The thing that most people don't get about religion is that it's just all about making choices. Making choices about how we spend our time, making choices about how we behave, and how we treat other people, making moral choices everyday. Can you be a moral person, however that is defined, without being religious? Of course. Can you be a religious person without being moral? No. You can pretend. Many people sadly do. But they usually get found out in the end.
As screenwriters, we also constantly face choices. What stories we tell, how we tell them, what a character does when, where and how? The more successful we are, the more important these choices become. When you know what you write will end up on the big or small screen, hopefully watched by millions, the words and stories can have an incredible influence we may not consider when we first scribble FADE IN.
However, I have never supported the idea that a film is the 'reason' people do what they do. Off the top of my head there have been criminal court cases which have led to accusations being made against films like Child's Play (I've never seen it) Reservoir Dogs (loved it) & Severance (never seen it.) How many people saw these movies, and yet only one, or two, thankfully, decided to act out something they saw on screen. These people were sick, and if it hadn't come from a movie, the 'inspiration' would've come from elsewhere.
But nevertheless, it's always worth thinking about what we choose to put on screen. Like I've said many times on this blog, I am all for freedom of expression. But just because we have the legal right to do something, doesn't mean we should ignore the moral obligation not to. Take for example Lars Von Trier’s Antichrist. Let me say up front that I haven't seen it. And I don't normally like to comment on something I haven't seen myself (and if I do, I make sure that I state that I haven't) But goodness me. I know what it's about, I know what's in it, and when the director himself describes the movie’s ending as full of “violence and stupidity”, and apologised for some of the clumsy Biblical references, saying “normally I would have taken out all that shit. I was relatively uncritical of the script,” you really do wonder who thought the estimated 11 million dollar budget was going to be money well spent?
But if anything, I was even more dismayed by the recent Nick Love film, The Firm. Again, I haven’t seen it, even though the official website screams it’s 'this year's must see film,’ (courtesy of Zoo, apparently) But maybe a better epithet would be the most unnecessary film of the year. Did we need another film about football violence? We already have the original The Firm, ID (which I had a rather unhealthy obsession with when I was younger and dumber) Green Street, and The Football Factory (from er, Nick Love, again.) Yes I’ve read all the protestation that The Firm not actually about football violence (do they protest too much?) but, well, sorry, it is. Because that’s the setting you’ve chosen to tell your story about male behaviour, boys growing up and whatever else you want to chuck in there. (Not to mention the obvious glee in the interviews on the website with the creators about the violence.) Nick Love and co couldn’t have known that not long before the film’s release, Millwall and West Ham fans would conduct their own remake of 80s football violence. And he is of course entitled to make the film he wants to make. (I’ve never met him and have nothing against him!) But why the hell would you? And perhaps more importantly for the industry at large, why the hell would you finance it?
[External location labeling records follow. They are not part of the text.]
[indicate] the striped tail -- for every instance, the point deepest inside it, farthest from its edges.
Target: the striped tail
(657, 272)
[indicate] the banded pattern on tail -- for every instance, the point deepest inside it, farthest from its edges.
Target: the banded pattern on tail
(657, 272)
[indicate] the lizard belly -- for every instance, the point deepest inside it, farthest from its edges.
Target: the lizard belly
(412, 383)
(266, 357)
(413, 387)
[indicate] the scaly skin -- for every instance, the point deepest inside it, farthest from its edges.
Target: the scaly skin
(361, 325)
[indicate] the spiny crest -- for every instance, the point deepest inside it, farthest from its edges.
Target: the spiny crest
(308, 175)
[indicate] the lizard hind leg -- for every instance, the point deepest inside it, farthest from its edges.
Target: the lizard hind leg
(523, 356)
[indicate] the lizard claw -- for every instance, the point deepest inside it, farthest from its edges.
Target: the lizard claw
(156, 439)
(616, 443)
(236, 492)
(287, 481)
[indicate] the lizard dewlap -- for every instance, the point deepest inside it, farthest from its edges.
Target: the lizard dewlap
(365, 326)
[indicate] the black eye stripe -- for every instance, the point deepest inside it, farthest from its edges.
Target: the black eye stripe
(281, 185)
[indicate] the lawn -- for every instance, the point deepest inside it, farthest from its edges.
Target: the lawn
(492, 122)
This goes to the core of an article by Phil Parker recently in Screen International, reprinted over on Julian’s blog. Phil was in charge of my MA when I started there and was a huge inspiration for me. Anyone who has heard his passion for screenwriting and film knows that when he speaks, the industry really should take note.
But coming back to what we ourselves do on a personal level. And I speak as much to myself as to anyone kind enough to read my blog. Let’s think about what stories we want to tell this year and how we want to tell them. I’m not talking about censorship or being a prude. For a start, when I read scripts, I never pass judgement. One of the best spec scripts I’ve read was a horror film that I’d never go and see in a million years – but its quality was undeniable and scary even just on the page! Previous screenplays of mine contain violence, alcohol and drug abuse, swearing and er, in the last one, some pretty low brow Judd Apatow style comedy! And as the tagline for Dough is now in the public domain, the savvier amongst you will no doubt recognise a drug reference that is very relevant to the movie. But I hope and like to think that the overall message of the stories I tell is a positive one, never justifying things that a moral society should find abhorrent. And that the content is never included just to shock, to cause controversy or because I couldn’t be bothered to “take out all that shit.”
Good luck with everyone’s writing this year. Let’s tell stories that force the British film industry to acquiesce to Phil’s wishes, and end the endless monotony of remakes and sequels etc. And more importantly, choose stories so that when we look in a mirror in our old age, we can still think, I’m proud I did that.